Como exemplo da mudança no sistema produtivo, o festival também traz representantes do setor moderno e comprometido com a sustentabilidade no agronegócio brasileiro: A Frente Empresarial para a Regeneração da Agricultura, (FERA). A Frente é uma rede que reúne produtores que visam transformar o cultivo de alimentos por meio de práticas regenerativas, de baixo carbono e de impacto positivo, posicionando o Brasil como referência global em agricultura regenerativa. O agricultor Gilberto Terra, engenheiro florestal, com mestrado em Ecologia e especialização em Agroflorestas e Restauração Florestal, é um dos palestrantes. Cofundador da Courageous Land, Giberto atua no planejamento e execução de projetos agroflorestais na Amazônia e na Mata Atlântica e mostra que produção, segurança e rentabilidade caminham ao lado de práticas sustentáveis. “A agricultura regenerativa é, em primeiro lugar, um interesse do produtor. Ela garante segurança, mais produtividade e rentabilidade do que a agricultura convencional. Além disso, os produtos regenerativos têm mais valor de mercado, porque trazem toda a lógica de cuidado com a terra e com a vida,” diz.
Além de beneficiar a agricultura, essa tendência também abre oportunidades para o turismo brasileiro. “O Brasil tem chance de seguir o exemplo de países como a Itália, que sempre foi referência em agroturismo, unindo vinícolas e pequenas propriedades familiares à gastronomia de excelência e atraindo milhões de visitantes por ano para regiões como Toscana e Úmbria”, observa Shevlin. “Com sua biodiversidade e variedade geográfica, o Brasil tem potencial ilimitado para desenvolver uma agricultura conectada ao turismo.”

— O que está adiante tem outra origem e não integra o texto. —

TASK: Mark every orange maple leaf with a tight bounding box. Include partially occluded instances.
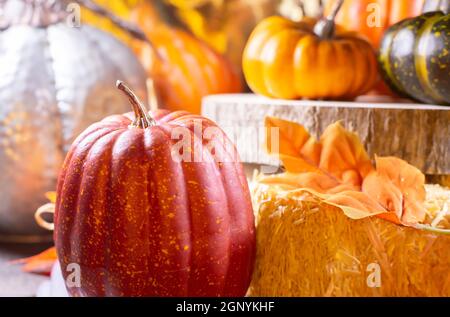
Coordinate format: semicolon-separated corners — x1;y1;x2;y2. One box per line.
261;117;426;226
11;247;57;276
362;156;426;225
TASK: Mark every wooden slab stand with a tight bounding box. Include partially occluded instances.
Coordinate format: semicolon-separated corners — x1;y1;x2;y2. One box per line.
202;94;449;176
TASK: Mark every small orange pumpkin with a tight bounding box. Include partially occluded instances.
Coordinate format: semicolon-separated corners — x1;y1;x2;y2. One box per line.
242;0;379;100
131;2;242;114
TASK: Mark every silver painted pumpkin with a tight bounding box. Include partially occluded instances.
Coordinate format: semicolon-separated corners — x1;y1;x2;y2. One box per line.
0;0;148;239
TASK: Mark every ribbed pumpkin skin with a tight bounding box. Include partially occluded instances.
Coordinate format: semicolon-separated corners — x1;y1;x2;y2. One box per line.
242;16;379;100
55;110;255;297
131;3;242;114
379;12;450;105
325;0;425;48
140;28;242;113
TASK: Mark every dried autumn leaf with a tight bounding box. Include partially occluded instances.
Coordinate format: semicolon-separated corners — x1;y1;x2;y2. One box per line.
261;117;427;226
320;190;387;219
362;172;403;224
45;191;57;204
259;172;358;194
265;117;372;185
11;247;57;276
362;156;426;225
265;116;321;173
319;122;373;186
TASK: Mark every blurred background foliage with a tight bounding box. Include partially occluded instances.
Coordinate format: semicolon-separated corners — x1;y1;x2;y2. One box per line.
80;0;140;44
81;0;323;73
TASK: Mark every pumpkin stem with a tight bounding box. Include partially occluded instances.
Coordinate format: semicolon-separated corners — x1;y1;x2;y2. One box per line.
116;81;156;129
76;0;163;61
313;0;343;39
297;0;306;17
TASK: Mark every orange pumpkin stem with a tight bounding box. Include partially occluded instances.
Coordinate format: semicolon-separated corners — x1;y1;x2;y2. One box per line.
116;81;156;129
313;0;344;39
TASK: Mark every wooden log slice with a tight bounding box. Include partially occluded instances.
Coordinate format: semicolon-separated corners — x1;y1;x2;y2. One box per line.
202;94;450;176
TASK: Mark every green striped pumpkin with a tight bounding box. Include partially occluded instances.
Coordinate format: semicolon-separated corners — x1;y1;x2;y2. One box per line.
379;4;449;105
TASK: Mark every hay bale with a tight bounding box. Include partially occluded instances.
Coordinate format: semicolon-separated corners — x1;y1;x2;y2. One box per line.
249;184;450;297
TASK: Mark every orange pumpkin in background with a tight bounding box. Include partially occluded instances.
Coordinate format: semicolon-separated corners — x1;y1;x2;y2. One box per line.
242;0;379;100
324;0;425;48
130;2;242;114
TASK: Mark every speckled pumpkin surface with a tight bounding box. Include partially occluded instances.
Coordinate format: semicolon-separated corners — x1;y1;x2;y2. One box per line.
379;11;450;105
55;107;255;297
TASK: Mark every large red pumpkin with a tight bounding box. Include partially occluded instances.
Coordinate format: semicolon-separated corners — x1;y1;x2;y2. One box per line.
54;82;255;296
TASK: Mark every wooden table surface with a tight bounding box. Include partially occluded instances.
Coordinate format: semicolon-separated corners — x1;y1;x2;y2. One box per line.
0;242;53;297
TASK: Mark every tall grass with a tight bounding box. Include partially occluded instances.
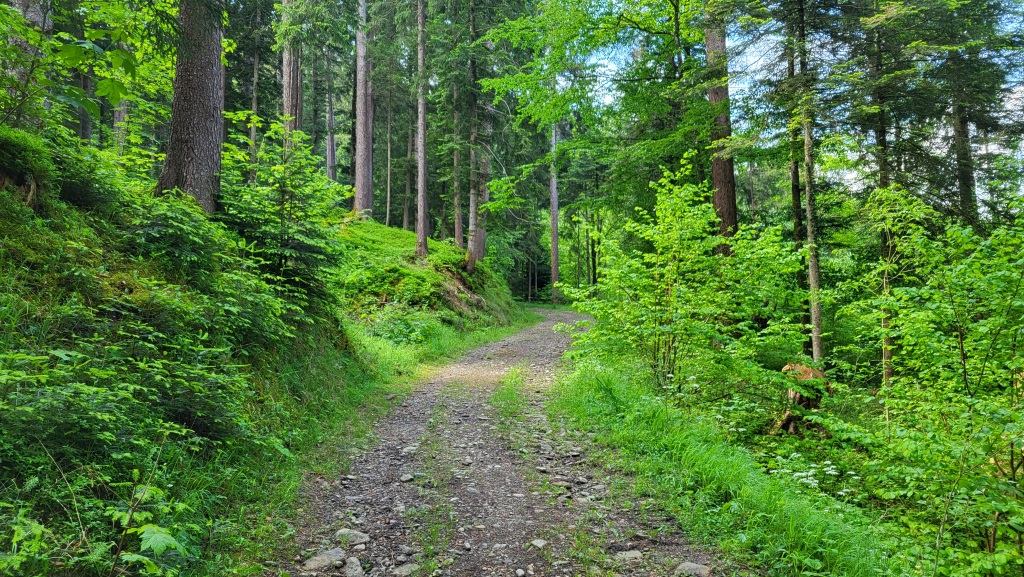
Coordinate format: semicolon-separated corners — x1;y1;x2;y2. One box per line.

A Organização Turismo de Trancoso trabalha em um plano de 30 anos para um futuro mais verde. Um dos elementos-chave é proteger a rede de pequenas fazendas sustentáveis que cercam a cidade. A agricultura regenerativa no entorno de uma área altamente turística e ambientalmente sensível como Trancoso faz sentido: é uma garantia para a saúde da região e a preservação de seus atributos naturais. “Quando falamos em agricultura e produção regenerativa, estamos falando de Soluções Baseadas na Natureza — ações que protegem, manejam e restauram ecossistemas e que são reconhecidas pela ciência como parte essencial da resposta à crise do clima”, afirma Tatiana Souza, diretora de Desenvolvimento e Comunicação da Conservação Internacional. “Estudos indicam que até 30% das ações necessárias para conter os efeitos da emergência climática estão nessas soluções. Além de regular o clima, elas melhoram a qualidade da água e geram renda associada à conservação da natureza, especialmente para comunidades costeiras e rurais que vivem do manejo sustentável dos recursos naturais.”
Tatiana destaca ainda que a conservação pode ser um motor de prosperidade. “Embora o debate sobre produção sustentável esteja muitas vezes ligado à agricultura, também existem cadeias produtivas sustentáveis ligadas ao mar. No Extremo Sul da Bahia, a Conservação Internacional está apoiando o cultivo de algas marinhas e o fortalecimento de pescadores e marisqueiras tradicionais, mostrando que é possível produzir com o oceano em equilíbrio. Essas iniciativas revelam que a conservação conecta saberes locais, inovação e economia azul.”